02.11.15
Was ist mit Europas Solidarität?
Boris Palmer (Die Grünen), Oberbürgermeister von Tübingen: Deutschlands Hilfe ist nobel, aber kein Imperativ für die "Flüchtlingsmoral" unserer Nachbarn in der EU
(MEDRUM) Europas Solidarität, die von vielen in der Flüchtlingskrise gefordert wird, ist bisher ausgeblieben. Gibt es Solidarität nur, wenn die EU-Staaten eine Zugewinngemeinschaft sind, aber nicht, wenn es um Lastenverteiluing geht? Der Oberbürgermeister von Tübingen, Boris Palmer (Grüne), weist in dieser Frage auf einige Aspekte hin, die Deutsche bedenken sollten, wenn sie verwundert oder auch verärgert auf fehlende Solidarität verweisen.
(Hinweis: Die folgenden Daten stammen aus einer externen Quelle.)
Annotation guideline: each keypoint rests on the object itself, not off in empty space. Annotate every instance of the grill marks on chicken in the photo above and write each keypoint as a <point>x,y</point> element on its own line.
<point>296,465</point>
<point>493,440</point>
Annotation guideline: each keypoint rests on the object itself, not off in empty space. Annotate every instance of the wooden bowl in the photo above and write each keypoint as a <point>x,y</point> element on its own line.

Palmer fragt, ob wir es uns nicht zu einfach machen, wenn immer vehementer Solidarität eingefordert wird, und nimmt sich die für einen Politiker der Grünen vielleicht ungewöhnlich erscheinende Freiheit, einige Umstände zu benennen, die bei der Sicht auf andere EU-Staaten in die Waagschale fallen:
Überdies weist der bekannte Kommunalpolitiker auf die Tatsache hin, dass Haltung, Moral und Hilfsbereitschaft nicht verordnet werden können und meint: "Wir Deutschen sollten uns davor ganz besonders hüten. Wenn wir uns verpflichtet fühlen, wegen der Nazi-Kriege heute besonders vielen Menschen zu helfen, ist das nobel, aber kein Imperativ für unsere Nachbarn."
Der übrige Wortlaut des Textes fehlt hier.